Quando tiver atingido a maturidade e alcançado a autonomia para viver novamente na floresta e exercer seu papel ecológico, inclusive como macho saudável e fértil, podendo contribuir para o aumento populacional da espécie, será solto, mas seguirá ainda sob monitoramento remoto por algum tempo. Vai ganhar um rádio colar que permitirá aos especialistas acompanharem remotamente, por pelo menos um ano, aspectos como a sua movimentação, a atividade de delimitação de espaço e a marcação de território.

Xamã é flagrado pela primeira vez durante movimentação no recinto de reabilitação – Foto: Leonardo Sartorello/Onçafari

“Eu costumo dizer que a gente só faz uma parte do trabalho, o animal é que faz todo o resto”, diz Leonardo Sartorello, biólogo coordenador do Programa de Reintrodução do Onçafari e supervisor do projeto envolvendo Xamã a partir de agora. “Nós avaliamos o animal e o comportamento inicial dele foi excelente! Ele é um animal arredio mesmo, e isso é muito bom, porque sei que no futuro e não irá se aproximar de nenhuma propriedade e de nenhuma pessoa. Ele não tem medo de pessoas, mas respeito. Isso é bom para ele, uma vez que significa que irá se virar bem sozinho. Aprendendo a executar os comportamentos da espécie e a disputar o território dele, o ser humano não será um problema”, prossegue.

Sobre o pioneirismo do projeto Leonardo avalia: “O Xamã representa um desafio, pois será o primeiro macho reintroduzido na Amazônia, com todo treinamento e o monitoramento adequado para avaliarmos o sucesso do processo.

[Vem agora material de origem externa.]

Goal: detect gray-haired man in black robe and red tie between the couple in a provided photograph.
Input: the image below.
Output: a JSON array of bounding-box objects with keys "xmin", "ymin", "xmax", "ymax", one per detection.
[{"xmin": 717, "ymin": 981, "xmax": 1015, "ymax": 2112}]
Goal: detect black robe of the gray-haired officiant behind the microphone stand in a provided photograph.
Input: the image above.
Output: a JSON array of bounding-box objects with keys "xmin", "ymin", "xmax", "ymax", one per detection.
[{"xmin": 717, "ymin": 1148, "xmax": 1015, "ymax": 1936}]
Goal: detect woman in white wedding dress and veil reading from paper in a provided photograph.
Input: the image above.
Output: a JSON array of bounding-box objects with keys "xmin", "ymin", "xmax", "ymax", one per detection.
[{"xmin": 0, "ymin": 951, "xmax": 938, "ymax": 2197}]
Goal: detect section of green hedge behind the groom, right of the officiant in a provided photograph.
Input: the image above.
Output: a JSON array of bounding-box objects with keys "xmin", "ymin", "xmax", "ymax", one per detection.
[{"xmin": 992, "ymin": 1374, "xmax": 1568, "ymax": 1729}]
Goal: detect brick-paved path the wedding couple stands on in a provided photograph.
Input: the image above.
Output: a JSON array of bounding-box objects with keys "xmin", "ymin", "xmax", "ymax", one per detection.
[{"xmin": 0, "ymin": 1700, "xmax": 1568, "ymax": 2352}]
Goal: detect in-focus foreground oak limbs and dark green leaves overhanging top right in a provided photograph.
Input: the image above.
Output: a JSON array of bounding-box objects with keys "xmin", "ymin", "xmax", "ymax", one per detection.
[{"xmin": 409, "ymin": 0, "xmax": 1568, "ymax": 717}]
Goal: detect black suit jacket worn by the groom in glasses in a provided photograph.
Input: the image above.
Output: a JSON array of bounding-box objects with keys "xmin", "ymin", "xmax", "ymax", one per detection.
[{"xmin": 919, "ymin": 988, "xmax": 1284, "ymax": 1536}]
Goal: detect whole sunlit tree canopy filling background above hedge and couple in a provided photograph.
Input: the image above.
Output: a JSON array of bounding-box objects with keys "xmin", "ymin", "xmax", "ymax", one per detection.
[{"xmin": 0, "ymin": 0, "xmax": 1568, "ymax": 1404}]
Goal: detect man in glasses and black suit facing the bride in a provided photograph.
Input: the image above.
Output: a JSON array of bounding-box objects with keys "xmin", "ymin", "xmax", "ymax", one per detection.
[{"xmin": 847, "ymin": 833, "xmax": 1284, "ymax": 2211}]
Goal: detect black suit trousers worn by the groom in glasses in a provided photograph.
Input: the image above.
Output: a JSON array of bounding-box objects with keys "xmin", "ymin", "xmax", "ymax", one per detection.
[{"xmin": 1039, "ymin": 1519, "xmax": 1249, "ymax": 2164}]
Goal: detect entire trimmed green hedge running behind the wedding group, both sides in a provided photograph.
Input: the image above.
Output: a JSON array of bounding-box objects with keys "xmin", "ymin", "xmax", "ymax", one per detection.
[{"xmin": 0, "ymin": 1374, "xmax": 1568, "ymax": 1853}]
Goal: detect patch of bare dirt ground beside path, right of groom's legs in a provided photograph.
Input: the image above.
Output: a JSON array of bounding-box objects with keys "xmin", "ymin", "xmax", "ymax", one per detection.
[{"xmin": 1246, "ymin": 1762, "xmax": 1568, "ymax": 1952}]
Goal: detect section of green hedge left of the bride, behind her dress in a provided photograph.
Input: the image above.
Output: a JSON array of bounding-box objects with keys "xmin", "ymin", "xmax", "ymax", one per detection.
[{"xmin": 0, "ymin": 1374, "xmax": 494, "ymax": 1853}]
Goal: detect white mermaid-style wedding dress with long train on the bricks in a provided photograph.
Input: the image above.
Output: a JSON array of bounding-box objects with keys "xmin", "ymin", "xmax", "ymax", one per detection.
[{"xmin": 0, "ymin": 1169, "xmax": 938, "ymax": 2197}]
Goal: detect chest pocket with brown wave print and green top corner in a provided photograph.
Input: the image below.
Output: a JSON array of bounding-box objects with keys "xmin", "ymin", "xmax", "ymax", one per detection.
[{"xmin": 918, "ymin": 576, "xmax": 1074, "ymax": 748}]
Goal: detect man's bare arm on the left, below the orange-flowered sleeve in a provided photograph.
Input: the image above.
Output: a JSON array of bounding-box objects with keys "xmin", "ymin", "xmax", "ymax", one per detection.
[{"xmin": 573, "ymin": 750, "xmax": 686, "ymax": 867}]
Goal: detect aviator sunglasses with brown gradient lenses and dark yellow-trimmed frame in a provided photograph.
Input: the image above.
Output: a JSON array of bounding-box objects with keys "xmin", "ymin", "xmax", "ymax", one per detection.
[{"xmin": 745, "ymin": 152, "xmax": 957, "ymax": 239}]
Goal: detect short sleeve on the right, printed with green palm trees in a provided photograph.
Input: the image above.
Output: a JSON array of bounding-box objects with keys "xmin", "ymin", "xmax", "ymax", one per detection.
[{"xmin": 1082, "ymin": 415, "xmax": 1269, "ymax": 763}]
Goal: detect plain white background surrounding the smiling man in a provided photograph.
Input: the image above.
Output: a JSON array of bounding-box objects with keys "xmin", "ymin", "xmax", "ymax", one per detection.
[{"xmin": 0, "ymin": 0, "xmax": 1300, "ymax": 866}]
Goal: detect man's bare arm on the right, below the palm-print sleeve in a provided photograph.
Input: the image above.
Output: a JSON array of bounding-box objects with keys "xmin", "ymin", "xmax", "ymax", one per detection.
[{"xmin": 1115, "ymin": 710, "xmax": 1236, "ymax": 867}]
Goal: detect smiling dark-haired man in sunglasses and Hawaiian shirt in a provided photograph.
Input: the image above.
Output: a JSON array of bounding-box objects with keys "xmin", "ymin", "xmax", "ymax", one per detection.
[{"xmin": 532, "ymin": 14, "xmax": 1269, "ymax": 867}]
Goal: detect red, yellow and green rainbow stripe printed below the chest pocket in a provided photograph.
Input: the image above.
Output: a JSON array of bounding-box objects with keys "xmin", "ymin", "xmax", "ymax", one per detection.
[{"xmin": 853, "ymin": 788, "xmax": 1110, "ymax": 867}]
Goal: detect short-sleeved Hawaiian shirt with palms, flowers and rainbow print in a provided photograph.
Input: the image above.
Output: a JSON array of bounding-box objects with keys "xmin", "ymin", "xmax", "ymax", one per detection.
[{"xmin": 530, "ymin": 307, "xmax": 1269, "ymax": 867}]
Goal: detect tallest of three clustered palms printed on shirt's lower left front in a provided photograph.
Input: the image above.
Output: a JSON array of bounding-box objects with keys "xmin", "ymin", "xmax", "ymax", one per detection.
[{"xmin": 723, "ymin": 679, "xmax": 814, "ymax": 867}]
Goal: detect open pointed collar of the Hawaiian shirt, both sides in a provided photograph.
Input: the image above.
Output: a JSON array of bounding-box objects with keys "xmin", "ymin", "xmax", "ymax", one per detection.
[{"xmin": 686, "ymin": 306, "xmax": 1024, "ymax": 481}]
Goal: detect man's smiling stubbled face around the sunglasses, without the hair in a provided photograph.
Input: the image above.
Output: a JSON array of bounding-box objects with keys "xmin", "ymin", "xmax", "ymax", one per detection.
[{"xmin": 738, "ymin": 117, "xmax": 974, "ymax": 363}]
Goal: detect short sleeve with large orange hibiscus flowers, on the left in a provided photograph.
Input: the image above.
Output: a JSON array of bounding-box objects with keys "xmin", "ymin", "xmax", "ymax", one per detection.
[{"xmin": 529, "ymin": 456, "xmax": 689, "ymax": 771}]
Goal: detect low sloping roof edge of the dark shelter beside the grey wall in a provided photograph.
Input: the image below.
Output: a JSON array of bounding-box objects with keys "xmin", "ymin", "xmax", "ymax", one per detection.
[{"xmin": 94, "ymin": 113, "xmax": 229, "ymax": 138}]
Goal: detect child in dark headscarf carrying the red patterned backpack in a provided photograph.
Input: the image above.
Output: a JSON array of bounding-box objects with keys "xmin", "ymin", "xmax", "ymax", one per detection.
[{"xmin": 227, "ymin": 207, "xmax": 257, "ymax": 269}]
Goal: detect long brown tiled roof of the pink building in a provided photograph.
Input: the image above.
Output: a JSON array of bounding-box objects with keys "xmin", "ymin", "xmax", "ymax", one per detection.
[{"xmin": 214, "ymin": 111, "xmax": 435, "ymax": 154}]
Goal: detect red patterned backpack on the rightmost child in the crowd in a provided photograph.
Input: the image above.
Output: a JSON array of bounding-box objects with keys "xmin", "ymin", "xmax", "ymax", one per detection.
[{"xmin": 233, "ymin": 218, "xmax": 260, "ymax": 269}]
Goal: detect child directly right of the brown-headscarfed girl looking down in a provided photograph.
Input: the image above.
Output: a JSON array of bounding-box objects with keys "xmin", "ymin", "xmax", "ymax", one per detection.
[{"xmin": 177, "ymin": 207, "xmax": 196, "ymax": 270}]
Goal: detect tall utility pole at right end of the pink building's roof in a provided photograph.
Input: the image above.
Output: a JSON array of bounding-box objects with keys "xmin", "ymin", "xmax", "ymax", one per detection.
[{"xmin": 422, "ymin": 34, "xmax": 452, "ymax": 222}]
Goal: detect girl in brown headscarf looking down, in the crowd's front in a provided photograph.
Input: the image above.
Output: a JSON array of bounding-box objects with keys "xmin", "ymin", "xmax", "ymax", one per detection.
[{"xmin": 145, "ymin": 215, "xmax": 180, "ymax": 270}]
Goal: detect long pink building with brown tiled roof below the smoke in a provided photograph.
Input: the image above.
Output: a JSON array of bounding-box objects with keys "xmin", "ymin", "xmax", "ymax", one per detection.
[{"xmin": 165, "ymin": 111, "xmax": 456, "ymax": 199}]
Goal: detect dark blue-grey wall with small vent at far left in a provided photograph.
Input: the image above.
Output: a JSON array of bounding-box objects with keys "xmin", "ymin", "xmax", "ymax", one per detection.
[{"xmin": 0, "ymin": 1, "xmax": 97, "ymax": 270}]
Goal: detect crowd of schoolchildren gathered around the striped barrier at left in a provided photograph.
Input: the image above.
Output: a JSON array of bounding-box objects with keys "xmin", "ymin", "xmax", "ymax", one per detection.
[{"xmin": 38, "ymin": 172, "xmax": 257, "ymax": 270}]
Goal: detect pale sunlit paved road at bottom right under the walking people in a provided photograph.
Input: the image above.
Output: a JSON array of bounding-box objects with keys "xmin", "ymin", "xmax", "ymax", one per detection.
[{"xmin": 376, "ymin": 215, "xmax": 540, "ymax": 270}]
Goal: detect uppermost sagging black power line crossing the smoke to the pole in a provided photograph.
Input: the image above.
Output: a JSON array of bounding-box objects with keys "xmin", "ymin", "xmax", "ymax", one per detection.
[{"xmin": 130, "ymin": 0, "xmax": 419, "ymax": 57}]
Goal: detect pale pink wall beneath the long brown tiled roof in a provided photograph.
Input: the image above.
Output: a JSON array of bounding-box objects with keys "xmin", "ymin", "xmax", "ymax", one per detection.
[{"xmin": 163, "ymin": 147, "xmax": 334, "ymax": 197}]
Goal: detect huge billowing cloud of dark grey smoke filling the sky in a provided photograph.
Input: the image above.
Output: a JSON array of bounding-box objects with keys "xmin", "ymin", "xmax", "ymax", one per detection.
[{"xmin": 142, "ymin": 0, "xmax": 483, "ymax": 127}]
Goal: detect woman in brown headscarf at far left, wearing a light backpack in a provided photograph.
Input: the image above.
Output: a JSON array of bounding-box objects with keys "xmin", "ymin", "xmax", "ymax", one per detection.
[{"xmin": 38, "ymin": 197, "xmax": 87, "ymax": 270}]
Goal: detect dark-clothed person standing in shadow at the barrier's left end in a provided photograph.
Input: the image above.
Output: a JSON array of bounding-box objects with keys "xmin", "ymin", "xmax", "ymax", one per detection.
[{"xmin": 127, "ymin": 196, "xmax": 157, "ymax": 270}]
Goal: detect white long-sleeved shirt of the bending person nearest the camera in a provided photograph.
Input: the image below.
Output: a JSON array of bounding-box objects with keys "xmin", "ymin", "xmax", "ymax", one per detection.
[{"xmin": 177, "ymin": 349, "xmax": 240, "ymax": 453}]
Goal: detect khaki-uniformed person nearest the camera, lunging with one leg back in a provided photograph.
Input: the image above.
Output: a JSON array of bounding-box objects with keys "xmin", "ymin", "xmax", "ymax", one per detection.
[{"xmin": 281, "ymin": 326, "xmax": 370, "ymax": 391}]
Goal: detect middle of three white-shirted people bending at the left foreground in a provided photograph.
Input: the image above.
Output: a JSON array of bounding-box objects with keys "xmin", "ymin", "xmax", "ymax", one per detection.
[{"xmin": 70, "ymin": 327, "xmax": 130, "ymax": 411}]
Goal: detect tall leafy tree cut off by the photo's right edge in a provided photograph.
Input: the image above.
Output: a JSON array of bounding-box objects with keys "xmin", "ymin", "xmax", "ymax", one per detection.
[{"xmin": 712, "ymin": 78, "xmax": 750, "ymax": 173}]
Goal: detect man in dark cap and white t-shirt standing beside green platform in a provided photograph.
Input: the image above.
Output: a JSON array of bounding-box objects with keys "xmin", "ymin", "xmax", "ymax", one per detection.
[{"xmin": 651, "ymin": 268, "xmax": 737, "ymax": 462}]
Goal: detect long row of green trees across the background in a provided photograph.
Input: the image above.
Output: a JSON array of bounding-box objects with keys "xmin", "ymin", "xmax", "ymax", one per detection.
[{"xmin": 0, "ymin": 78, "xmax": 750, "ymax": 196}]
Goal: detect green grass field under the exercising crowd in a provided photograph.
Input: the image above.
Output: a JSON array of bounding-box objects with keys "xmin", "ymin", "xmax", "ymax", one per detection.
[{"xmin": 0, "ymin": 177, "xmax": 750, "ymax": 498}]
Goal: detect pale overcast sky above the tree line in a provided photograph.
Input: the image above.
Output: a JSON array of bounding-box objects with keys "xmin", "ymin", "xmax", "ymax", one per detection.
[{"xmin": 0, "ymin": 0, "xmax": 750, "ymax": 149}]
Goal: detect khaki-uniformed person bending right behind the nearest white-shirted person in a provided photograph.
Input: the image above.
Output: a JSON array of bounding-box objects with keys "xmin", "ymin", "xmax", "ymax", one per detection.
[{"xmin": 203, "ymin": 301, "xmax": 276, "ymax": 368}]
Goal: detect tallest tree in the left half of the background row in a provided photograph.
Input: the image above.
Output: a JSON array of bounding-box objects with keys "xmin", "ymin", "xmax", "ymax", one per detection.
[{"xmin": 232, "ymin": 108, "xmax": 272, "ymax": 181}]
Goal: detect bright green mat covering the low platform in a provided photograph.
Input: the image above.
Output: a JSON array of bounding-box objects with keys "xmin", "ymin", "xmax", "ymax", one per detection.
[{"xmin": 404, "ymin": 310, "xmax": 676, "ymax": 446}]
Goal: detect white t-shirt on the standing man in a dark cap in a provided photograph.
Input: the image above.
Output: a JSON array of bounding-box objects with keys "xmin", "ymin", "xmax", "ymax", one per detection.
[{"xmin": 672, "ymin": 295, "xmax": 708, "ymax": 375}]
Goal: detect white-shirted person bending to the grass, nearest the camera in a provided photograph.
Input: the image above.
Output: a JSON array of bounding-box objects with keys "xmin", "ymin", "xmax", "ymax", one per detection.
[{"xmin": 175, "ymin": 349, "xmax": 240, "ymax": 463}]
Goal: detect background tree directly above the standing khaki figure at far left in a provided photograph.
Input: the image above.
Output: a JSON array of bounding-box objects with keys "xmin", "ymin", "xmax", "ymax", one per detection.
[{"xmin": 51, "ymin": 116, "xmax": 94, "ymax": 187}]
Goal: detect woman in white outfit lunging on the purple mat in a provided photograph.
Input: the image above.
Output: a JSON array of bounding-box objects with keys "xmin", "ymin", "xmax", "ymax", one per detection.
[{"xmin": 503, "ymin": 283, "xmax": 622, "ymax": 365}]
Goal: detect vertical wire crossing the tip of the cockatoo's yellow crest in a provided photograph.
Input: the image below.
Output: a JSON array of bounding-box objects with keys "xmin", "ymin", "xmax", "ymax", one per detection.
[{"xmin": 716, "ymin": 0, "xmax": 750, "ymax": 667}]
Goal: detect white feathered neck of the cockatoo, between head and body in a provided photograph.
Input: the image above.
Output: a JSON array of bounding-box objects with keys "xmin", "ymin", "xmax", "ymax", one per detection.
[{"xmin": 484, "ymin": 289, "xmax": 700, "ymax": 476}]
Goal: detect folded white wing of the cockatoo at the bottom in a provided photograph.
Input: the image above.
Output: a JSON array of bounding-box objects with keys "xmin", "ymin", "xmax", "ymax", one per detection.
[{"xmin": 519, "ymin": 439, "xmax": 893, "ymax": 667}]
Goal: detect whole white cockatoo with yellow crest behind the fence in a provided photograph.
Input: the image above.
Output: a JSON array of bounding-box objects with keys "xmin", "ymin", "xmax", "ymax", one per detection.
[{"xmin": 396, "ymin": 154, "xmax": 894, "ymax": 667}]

Outras tentativas já foram feitas, mas não com essa abordagem desenvolvida com sucesso ao longo dos anos, e isso pode ser um grande divisor de águas para a conservação da espécie”.

Durante todo esse processo, Xamã gerará dados que indicarão a sua adaptação e que irão ajudar na reabilitação futura de outros machos da espécie, amparando, inclusive, decisões para políticas públicas.